Sarah El Haïry returns to familiar territory. The 33-year-old MP was appointed Secretary of State for Youth on Monday July 4, a position she already held from July 2020 to last May alongside Jean-Michel Blanquer. Its portfolio now also includes universal national service (SNU) and is attached to both the Ministry of National Education and the Ministry of the Armed Forces.
A member of the Democratic Movement since 2014 after a first commitment to the Union for a Popular Movement (UMP), Sarah El Haïry has been the spokesperson for François Bayrou’s party since 2018. Re-elected in June for a second term as MP for the 5th constituency of Loire-Atlantique, facing a candidate presented by La France insoumise, she was also elected in opposition to the Nantes city council.
In the government, she was notably responsible for the development of the SNU, a device that is still experimental but which could eventually become mandatory. “Very happy to have the youth back in government! Be with all young people, everywhere in our territories. With the ambition to generalize the SNU! tweeted the new secretary of state after her appointment.

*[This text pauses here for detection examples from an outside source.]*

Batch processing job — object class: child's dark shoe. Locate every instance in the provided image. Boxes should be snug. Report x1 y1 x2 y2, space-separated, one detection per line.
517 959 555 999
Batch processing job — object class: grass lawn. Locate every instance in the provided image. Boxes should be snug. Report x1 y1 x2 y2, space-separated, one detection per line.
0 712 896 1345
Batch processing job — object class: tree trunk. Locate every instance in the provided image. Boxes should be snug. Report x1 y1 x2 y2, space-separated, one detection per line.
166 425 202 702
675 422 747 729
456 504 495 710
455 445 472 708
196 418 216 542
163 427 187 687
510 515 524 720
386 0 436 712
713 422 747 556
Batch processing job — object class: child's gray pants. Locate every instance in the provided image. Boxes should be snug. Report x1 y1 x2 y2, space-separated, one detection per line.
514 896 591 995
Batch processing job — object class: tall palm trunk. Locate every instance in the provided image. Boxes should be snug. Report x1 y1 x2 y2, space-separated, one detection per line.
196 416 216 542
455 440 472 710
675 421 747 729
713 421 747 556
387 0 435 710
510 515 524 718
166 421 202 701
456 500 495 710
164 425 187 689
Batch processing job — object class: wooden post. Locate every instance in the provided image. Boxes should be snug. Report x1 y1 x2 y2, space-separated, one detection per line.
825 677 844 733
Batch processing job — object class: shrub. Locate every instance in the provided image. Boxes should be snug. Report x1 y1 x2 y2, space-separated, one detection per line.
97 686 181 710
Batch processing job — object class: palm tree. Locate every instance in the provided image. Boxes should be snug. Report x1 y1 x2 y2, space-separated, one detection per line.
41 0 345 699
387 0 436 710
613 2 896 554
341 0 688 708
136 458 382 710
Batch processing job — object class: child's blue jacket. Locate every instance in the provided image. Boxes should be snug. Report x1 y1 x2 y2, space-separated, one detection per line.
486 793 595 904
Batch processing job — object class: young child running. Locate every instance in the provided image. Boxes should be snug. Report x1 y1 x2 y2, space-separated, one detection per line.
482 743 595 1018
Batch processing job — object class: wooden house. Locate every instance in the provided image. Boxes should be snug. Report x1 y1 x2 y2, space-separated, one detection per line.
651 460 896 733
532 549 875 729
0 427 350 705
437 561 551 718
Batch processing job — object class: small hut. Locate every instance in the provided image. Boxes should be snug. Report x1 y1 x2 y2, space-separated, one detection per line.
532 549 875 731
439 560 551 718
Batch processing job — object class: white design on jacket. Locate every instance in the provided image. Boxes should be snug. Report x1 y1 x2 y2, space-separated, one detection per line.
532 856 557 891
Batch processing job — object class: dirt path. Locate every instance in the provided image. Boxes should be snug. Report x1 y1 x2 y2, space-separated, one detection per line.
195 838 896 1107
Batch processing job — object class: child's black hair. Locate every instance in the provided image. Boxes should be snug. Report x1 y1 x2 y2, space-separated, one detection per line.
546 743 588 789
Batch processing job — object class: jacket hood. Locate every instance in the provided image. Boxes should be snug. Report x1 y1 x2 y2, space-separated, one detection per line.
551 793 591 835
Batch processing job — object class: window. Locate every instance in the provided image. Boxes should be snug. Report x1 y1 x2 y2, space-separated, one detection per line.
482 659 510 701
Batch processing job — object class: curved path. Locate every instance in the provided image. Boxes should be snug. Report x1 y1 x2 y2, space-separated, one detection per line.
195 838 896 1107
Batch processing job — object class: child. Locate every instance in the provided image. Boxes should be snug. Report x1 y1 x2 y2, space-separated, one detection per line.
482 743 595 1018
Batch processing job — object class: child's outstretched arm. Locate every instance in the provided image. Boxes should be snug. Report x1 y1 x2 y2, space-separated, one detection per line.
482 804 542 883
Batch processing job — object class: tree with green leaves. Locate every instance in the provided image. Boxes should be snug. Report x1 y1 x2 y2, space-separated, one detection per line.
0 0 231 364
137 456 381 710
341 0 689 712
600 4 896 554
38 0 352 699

Defense of a so-called “combat” secularism
She embodies, like Marlène Schiappa – also reinstated in the government – a line on secularism close to that of the Republican Spring, a trend whose place had been reduced in the first Borne government with the ousting of Jean-Michel Blanquer and the appointment of Pap Ndiaye, who does not share this conception of secularism.
As Secretary of State to the former Minister of Education Jean-Michel Blanquer, Ms. El Haïry had frequently joined his positions against “wokism” and defended a so-called “combat” secularism.
In October 2020, the weekly La Vie reported on its stormy exchanges with 130 young people gathered in Poitiers, at the initiative of social centers, to talk about “religion in society”. According to La Vie, Ms El Haïry had curtly reframed young people who felt they could not freely talk about their religious faith. The episode turned into a controversy when the government ordered an administrative investigation into the Federation of Social Centers of France, organizer of the meeting.